Great we now have some code, now we need an environment to deploy it to. In DevOps we can automate the process of deploying the Azure Services we need with an Azure Resource Manager (ARM) template. Review the following article.

  1. Azure Resource Manager overview
  2. Create Azure Resource Manager template

Challenge

In Azure DevOps we can use Azure Pipelines to automate deploying our Azure infrastructure. For our application we will deploy 3 environments: Dev, Test and Prod. Each environment will consist of a Azure App Service, however all of our environments will share a single Resource Group, Azure App Service Plan, Application Insights Instance, and Azure Container Registry. NOTE: in real deployments you will likely not share all of these resources.

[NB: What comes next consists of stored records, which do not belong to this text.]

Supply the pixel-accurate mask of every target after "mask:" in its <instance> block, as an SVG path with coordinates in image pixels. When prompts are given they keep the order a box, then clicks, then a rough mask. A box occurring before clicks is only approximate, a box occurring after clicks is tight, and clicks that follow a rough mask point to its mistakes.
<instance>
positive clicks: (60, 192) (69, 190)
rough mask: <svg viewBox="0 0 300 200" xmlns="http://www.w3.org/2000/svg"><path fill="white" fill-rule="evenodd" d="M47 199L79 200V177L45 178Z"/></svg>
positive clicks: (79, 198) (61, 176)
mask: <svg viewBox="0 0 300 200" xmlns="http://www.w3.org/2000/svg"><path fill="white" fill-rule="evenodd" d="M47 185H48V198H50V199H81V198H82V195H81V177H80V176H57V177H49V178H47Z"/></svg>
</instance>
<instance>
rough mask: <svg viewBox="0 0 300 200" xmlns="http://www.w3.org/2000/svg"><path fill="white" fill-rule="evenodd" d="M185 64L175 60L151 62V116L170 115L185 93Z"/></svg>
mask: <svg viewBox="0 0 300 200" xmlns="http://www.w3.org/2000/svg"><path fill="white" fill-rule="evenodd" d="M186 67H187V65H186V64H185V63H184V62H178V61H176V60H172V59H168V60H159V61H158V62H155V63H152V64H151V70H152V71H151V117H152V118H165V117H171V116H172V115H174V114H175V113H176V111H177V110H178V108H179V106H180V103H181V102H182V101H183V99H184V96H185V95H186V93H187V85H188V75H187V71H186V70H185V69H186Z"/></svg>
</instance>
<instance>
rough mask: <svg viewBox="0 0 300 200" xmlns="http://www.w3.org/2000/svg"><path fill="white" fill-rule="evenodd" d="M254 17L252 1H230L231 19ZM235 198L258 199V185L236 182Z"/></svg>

  1. Create a release pipeline using the Empty Job template, call it Infrastructure Release
  2. A release pipeline starts with an Artifact. In our pipeline we will be using the master branch of our Azure Repo.
  3. Next lets create the first stage in our Infrastructure Release to deploy our ARM template to Dev. Name the sage Dev, and it should have a single Azure Resource Group Deployment task.
    1. The task will ask you what Azure Subscription, Resource Group, and Resource Group Location you wish to use.
    2. The task will also ask you what Template you want to deploy. Use the ... to pick the one in the ARM templates folder.
    3. You will need to override many of the templates parameters, replacing the <prefix> part with a unique lowercase 5 letter name.
  4. You should now be able to save and execute your infrastructure release pipeline successfully and see the dev environment out in Azure.
  5. If everything worked, go ahead and clone the dev stage two more times for test and prod.
    1. The only change you need to make in the test and prod stages is changing the webAppName template parameter to <prefix>devops-test and <prefix>devops-prod respectively.
  6. You should now be able to save and execute your infrastructure release pipeline successfully and see all three environments out in Azure.

Success Criteria

  1. Your infrastructure release should complete without any errors and you should see all three environments out in Azure.

NOTE: We are just scratching the surface of what is offered in Azure for Infrastructure as Code, if you are interested in learning more there is a full What the Hack focused on Azure Infrastructure as Code.